The language of politics is a remarkable exercise in disingenuity, distortion, and deceit. In other words, there’s a lot of lying in the political world. After all, there are some politicians who will do anything to secure and retain power. Sometimes they lie accidently. More frequently it’s by design. I hated all of it when I was in politics and the surest way to be ignored by me was to lie to me. My response was a quiet note to self: I’m done with you.
But the political lie that I find most aggravating is when politicians and their phrasemeisters take a word and refashion it to mean something that is essentially a lie. One that comes to mind is the use of the word “investment” when substituted for “spending.” Big-spenders figured out some time ago that if they called the expenditure of your tax dollars an “investment” you would feel better about funding some research project to study why bugs are attracted to lights and what they do when buzzing around them.
It’s a pressing question, I suppose. Or maybe you will be flush with excitement with spending $592,527 by the U.S. National Institutes of Health to explain why chimpanzees throw their feces, or $856,000 to study if it is possible to train lions to walk on a treadmill. (It took the lions eight months.) These are “investments.” Right? Nope that’s a distortion, if not a lie. They are profligate spending, not investments, because they return nothing needed by a taxpayer to secure freedom, prosperity, and your future. But I digress.
I think I am most bothered by the ways some politicians speak about “our” this or that. For years politicians have spoken of “our values” when trying to persuade voters to support a particular agenda. “We have to defend our values” goes the call to action.
Oh really, well what values? Whose values? Where did those values originate? I can assure you that when some far-leftwing politician asserts “our” values, he or she is very likely not asserting anything I consider a value. Nowhere in my list of values does illegally entering the U.S. in contravention to law match anything I would consider “our values.” Maybe “our neglect” but not “our values.” Nor do I hold as a value the destruction of innocent life, the explosion of our national debt, or paying someone our tax dollars to stay at home and not work. Nope. Those would be vices, not values.
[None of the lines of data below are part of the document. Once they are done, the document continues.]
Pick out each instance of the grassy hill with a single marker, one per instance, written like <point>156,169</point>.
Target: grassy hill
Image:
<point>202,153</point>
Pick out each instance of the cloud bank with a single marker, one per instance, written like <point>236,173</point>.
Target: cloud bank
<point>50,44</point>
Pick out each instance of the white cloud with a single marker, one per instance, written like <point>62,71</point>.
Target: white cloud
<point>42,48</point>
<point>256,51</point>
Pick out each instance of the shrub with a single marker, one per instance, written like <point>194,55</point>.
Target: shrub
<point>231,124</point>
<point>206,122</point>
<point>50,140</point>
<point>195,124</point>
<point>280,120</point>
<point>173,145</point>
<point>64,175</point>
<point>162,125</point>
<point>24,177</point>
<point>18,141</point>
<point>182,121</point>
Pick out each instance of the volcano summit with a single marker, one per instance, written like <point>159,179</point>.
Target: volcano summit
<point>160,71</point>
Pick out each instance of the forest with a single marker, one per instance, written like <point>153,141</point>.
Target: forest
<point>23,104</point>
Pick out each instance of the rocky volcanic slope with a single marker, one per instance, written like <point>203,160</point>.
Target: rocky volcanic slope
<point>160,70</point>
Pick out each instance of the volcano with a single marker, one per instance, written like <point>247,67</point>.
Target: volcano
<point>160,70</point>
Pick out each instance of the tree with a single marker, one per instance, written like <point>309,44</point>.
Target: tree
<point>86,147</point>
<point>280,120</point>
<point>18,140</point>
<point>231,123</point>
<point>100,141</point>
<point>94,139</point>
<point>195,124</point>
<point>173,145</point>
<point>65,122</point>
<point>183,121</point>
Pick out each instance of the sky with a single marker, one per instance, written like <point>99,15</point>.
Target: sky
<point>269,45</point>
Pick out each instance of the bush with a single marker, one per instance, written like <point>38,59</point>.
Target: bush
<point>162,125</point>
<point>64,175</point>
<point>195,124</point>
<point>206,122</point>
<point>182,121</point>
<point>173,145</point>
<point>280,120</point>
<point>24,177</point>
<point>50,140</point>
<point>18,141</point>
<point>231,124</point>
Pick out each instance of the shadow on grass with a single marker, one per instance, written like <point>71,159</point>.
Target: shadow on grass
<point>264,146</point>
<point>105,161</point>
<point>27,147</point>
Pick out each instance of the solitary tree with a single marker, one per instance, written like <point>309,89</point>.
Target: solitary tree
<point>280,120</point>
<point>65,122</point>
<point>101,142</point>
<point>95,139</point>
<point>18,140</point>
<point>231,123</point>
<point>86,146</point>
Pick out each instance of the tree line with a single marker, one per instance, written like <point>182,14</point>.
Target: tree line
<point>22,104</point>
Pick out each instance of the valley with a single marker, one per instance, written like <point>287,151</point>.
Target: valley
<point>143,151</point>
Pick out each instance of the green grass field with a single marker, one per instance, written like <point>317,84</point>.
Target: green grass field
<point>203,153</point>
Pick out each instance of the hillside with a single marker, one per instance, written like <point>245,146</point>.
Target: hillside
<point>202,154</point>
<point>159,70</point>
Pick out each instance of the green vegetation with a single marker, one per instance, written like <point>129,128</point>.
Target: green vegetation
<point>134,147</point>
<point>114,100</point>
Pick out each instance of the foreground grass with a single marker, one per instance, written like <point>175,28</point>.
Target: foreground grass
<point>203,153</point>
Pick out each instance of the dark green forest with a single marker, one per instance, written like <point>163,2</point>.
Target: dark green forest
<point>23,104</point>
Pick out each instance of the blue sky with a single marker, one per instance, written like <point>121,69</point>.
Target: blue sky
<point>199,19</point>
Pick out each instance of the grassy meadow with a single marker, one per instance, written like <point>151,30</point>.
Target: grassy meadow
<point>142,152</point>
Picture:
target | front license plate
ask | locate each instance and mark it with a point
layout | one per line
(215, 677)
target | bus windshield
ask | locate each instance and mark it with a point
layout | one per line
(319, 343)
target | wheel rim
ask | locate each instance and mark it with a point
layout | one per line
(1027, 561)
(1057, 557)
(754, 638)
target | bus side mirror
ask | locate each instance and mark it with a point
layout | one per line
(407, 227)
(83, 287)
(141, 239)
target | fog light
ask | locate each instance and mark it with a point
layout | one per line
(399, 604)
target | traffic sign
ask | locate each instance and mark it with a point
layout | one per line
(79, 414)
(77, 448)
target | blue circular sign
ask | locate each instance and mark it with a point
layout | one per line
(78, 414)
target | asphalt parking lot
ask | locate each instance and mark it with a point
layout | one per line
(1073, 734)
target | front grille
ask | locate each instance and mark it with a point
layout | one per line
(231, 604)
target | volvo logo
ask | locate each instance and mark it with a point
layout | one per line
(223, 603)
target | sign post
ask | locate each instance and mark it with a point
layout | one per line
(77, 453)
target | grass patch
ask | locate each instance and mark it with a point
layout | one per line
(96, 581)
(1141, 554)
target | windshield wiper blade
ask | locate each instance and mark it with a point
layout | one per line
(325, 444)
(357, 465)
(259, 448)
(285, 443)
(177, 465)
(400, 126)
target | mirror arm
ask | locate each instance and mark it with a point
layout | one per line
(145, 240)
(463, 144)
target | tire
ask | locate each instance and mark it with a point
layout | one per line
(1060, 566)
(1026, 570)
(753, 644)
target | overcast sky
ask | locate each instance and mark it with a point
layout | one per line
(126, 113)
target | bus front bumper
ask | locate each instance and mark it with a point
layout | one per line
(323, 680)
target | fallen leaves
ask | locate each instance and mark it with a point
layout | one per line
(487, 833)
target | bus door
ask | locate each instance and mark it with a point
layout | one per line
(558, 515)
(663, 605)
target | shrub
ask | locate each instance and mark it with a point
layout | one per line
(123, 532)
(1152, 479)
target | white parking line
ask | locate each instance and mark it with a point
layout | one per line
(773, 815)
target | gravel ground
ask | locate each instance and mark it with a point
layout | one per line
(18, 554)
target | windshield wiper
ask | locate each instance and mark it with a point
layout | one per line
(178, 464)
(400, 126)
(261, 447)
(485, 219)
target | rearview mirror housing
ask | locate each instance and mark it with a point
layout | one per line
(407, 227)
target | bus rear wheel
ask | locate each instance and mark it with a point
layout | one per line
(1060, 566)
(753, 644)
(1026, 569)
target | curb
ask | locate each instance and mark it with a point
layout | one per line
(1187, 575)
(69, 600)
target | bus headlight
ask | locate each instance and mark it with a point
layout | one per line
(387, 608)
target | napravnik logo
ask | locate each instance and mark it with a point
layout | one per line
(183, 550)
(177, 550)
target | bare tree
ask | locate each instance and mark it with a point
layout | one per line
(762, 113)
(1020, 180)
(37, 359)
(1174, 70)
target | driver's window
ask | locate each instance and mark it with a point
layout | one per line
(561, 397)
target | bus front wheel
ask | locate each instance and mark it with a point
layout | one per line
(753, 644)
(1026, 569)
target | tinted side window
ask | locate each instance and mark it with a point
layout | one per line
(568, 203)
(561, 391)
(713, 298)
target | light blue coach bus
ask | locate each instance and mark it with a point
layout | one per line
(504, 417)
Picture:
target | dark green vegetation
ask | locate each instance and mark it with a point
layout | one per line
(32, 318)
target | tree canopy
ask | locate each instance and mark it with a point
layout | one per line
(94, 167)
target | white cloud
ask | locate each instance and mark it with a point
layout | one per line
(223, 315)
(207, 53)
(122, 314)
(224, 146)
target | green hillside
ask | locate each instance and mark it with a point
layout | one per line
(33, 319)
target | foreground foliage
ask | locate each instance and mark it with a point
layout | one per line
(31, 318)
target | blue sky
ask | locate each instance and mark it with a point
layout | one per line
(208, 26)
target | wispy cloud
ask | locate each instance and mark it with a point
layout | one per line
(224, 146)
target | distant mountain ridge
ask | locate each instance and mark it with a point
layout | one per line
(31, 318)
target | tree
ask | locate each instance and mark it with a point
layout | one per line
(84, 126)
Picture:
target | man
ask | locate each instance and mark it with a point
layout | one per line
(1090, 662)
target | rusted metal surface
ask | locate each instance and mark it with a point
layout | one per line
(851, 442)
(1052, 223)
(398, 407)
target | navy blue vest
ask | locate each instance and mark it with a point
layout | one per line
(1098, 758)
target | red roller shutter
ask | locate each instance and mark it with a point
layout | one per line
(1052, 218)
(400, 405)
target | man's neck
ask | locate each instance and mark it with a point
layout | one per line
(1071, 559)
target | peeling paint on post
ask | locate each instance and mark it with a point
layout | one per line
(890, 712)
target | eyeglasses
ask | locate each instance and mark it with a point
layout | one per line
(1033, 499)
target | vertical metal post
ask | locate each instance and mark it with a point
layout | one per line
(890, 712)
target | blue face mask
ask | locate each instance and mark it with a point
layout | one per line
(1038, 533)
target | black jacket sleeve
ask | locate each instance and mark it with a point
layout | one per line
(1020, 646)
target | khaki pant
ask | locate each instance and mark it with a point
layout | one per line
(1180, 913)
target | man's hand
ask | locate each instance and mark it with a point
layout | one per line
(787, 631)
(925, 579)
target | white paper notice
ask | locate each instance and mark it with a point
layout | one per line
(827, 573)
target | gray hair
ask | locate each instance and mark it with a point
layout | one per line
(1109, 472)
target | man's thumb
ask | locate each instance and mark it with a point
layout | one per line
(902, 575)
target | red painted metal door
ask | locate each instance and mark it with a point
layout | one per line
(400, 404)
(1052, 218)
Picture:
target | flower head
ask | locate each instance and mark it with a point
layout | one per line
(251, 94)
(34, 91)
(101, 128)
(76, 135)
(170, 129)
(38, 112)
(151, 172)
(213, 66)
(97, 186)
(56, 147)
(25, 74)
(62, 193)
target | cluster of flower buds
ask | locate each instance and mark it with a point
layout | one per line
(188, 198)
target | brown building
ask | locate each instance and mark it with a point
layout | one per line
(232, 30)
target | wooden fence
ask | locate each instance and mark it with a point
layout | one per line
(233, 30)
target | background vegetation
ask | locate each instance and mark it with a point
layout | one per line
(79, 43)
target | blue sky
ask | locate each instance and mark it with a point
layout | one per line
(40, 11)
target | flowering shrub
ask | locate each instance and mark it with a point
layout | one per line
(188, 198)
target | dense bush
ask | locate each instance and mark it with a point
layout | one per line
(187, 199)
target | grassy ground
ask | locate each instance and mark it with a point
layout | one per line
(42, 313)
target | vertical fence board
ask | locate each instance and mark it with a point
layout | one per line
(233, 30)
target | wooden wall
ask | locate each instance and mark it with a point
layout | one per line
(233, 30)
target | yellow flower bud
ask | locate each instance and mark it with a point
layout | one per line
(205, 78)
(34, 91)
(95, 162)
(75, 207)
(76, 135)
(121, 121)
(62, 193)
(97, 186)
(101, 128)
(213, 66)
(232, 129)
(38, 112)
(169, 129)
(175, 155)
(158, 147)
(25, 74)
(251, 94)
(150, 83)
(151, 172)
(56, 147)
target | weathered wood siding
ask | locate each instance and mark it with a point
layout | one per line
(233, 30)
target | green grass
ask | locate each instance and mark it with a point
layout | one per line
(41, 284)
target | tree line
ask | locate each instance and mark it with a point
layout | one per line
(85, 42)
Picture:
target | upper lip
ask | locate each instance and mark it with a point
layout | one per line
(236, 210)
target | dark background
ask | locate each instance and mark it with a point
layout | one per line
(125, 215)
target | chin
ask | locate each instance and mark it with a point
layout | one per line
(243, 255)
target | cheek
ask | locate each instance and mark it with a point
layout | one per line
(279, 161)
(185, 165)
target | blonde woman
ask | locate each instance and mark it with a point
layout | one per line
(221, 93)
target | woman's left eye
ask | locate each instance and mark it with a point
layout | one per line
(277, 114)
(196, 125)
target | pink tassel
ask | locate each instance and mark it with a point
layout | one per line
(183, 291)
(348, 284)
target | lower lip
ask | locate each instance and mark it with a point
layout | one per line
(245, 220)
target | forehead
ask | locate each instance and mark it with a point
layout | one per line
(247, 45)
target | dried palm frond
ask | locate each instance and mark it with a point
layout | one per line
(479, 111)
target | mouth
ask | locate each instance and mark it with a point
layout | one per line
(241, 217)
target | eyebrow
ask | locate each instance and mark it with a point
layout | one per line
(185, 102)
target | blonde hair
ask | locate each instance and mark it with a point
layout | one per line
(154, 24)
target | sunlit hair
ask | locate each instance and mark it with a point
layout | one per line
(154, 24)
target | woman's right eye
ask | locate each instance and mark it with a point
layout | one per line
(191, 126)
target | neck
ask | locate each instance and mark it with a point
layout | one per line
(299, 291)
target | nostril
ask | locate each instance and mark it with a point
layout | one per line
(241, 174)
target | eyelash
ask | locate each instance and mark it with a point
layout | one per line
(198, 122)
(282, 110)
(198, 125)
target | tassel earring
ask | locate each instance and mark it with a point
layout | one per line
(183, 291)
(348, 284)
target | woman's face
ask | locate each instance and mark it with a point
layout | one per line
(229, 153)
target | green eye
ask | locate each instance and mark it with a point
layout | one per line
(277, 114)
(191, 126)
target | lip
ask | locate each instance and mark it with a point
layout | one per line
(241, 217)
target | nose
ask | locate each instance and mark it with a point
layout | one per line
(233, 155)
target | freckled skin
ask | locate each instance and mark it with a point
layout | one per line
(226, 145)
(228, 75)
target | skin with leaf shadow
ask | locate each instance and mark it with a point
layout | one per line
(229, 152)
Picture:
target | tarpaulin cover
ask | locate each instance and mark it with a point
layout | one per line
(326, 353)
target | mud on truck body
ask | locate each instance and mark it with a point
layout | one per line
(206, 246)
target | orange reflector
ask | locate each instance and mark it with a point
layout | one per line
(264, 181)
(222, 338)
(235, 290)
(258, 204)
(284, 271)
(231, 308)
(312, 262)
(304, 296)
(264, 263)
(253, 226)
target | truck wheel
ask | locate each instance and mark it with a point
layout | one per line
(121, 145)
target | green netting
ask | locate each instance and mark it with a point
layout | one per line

Another misuse of the possessive pronoun is “our Democracy.” Hardly a day goes by that these words are not appropriated by politicians to bolster their legislative agenda. Well, of what democracy do they speak? Is it the one that is threatened if we protest having our freedoms taken from us to enact some formless and incorrect novel notion of “our Democracy?” Is it the one they have constructed in their minds to justify the federal government’s takeover of the election process even though the Constitution prudently makes clear that elections are the province of the states? Is it the democracy that says we don’t need an identification card to prove who we are when we vote? Never mind that you can’t buy alcohol or cigarettes, donate blood, get a driver’s license, board an aircraft, purchase some allergy drugs, apply to college, or establish a utilities account without proper identification. But “our democracy” is existentially imperiled if you have to show identification when voting. (You do to attend union meetings, by the way.)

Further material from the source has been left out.